75. This provision was inserted in the convention to make it possible for States having guarantee funds or insurance systems replacing the liability of producers to be Parties to the convention.
76. This article was adopted by the committee to make it clear that the convention merely introduces a supplementary right of action against the producer but is not intended to modify the ordinary law of tortious liability, which remains in full force. Accordingly, in the event of damage caused by a product, the injured person may take action either under the system established by the convention, or on the ground of fault or, depending on the case in question and on systems of municipal law, under the terms of the contract. Municipal law will be able to regulate the relationship between these different systems of liability as well as any incompatibility between them.
77. The article also points out that the convention does not impose any obligations on States in regard to rules concerning the duties of the seller who sells goods in the course of his business. This precision was considered necessary as, in certain States, the question was raised whether or not this law was part of the ordinary law of contractual liability.
78. Article 16 was included in the convention to take account of the principle of free circulation of goods in certain groups of States, such as the European Communities.

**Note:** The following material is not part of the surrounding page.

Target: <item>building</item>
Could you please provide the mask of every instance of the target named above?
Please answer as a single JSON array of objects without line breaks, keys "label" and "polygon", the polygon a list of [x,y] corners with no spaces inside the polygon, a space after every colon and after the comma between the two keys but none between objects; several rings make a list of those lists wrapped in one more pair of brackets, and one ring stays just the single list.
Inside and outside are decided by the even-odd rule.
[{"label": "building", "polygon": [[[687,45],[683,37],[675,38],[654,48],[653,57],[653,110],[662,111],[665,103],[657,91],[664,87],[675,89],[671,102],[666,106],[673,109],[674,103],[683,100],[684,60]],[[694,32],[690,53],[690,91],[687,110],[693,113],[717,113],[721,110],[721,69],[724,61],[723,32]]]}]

It is for this reason that States have been given the possibility to make the declaration provided for in this article.
However, in order to avoid any loophole which might arise from the fact that importers of products between these States will no longer be liable under Article 3 and that these products may come from a third State, the committee considered that when these States, by reason of an international agreement binding them, avail themselves of the declaration provided for in Article 16, the importer in these States of products coming from a State outside this group of States will be liable in all the States bound by the said agreement for damage caused by these products.
Articles 13 to 15 and 17 to 19
79. These articles which contain the final provisions have been drawn up on the basis of models approved by the Committee of Ministers of the Council of Europe for the European conventions and agreements drawn up within the framework of that organisation.
80. The convention does not contain any transitory provisions to determine whether the rules relating to liability adopted in internal law on the basis of the convention apply only to damage caused by products put into circulation after the entry into force of the convention or if they also govern damage caused by products put into circulation prior to its entry into force. Consequently this problem should be determined by national legislators.